The Spirit prompted him to go forward and meet the unseen figure. Each step he took was with conviction. The aura surrounding the dumpster became darker, as though the evil one residing there was engulfed in fear of a desperate kind. Evil itself was always fear, because it was devoid of love, but sometimes fear gave the impression of false power through brutality. The fear he sensed now was an acute sense of powerlessness, like the being had lost its footing on a cliff and was dangling in the air. Perfect love cast out all fear, and the minstrel felt compassion for the one who was here. Whoever it was, he or she was one of the unfortunates who had never known the love of God. The minstrel took pity on the soul without ever setting eyes on its owner.

He heard the footsteps before the figure even came into view, footsteps fleeing from the place that was no longer hidden, then the sound of metal clanging to the ground, a talisman dropped in haste.
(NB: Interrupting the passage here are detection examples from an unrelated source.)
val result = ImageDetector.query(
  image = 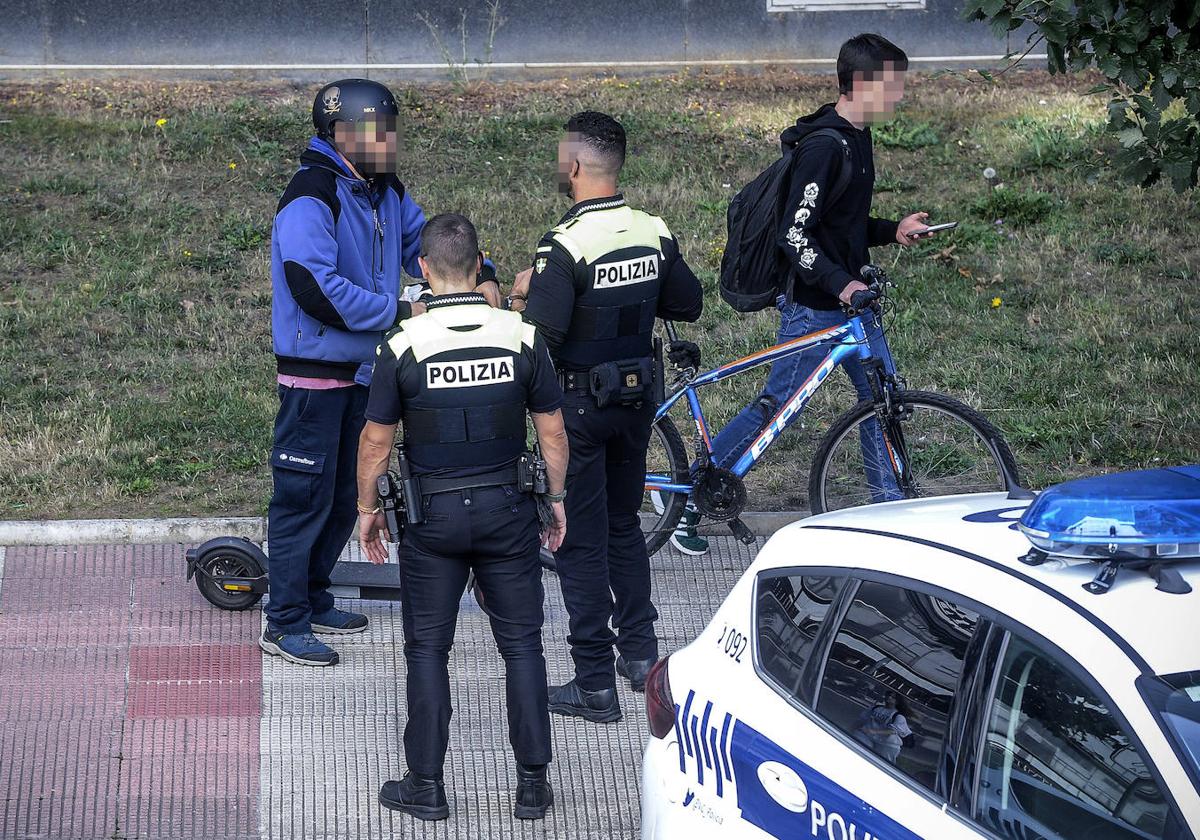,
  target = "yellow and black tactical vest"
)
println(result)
[542,198,671,370]
[388,304,534,470]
The minstrel caught a glimpse of the figure as it dashed away: a man, not terribly large but with a build that would make him a contender in any fight, and he wondered why the man had not simply challenged him to a fight. The harm he had meant had been a death wish. The minstrel looked the way the man ran, and suddenly had a memory of when he was here with the angel, of a man who nearly run him over with a motorcycle before speeding away. Then the man turned, reaching into his pocket. The minstrel recalled the reflex action from a memory where he heard Raulita screaming, and he ducked just as two bullets soared past him, their trajectory being his former staid. Yelling came from the street where the marksman fired, yelling in a familiar deep Spanish voice, and the same footsteps that had escaped the dumpster now fled into another direction. The minstrel remained where he was for several moments listening to his breathing, grateful that he was still alive to do so. He could feel God’s hand on his shoulder, a balm to the adrenaline that was bursting within him. When his breathing returned to its natural pace, he felt the Hand give him a gentle nudge, prodding and assisting him to rise and leave.

Emerging from his place of protection, he discovered the metal object that had been dropped by the marksman. It was a butcher knife, the kind he used when he carved steaks in the days when he cooked for Raulita and Lupe. This knife had been intended as an instrument of evil, to take his life. He looked at the knife a second more before throwing it into the dumpster.

Someone was walking towards him asking if he was all right. It was one of Pedro’s friends Luis, a young man from Paraguay whom he met at the deport. The minstrel assured him that he was all right, As they spoke, the overwhelming sense of evil melted like snow in San Juan, and the minstrel gave thanks to God for his protection as he and Luis walked together towards Pedro’s home for the night.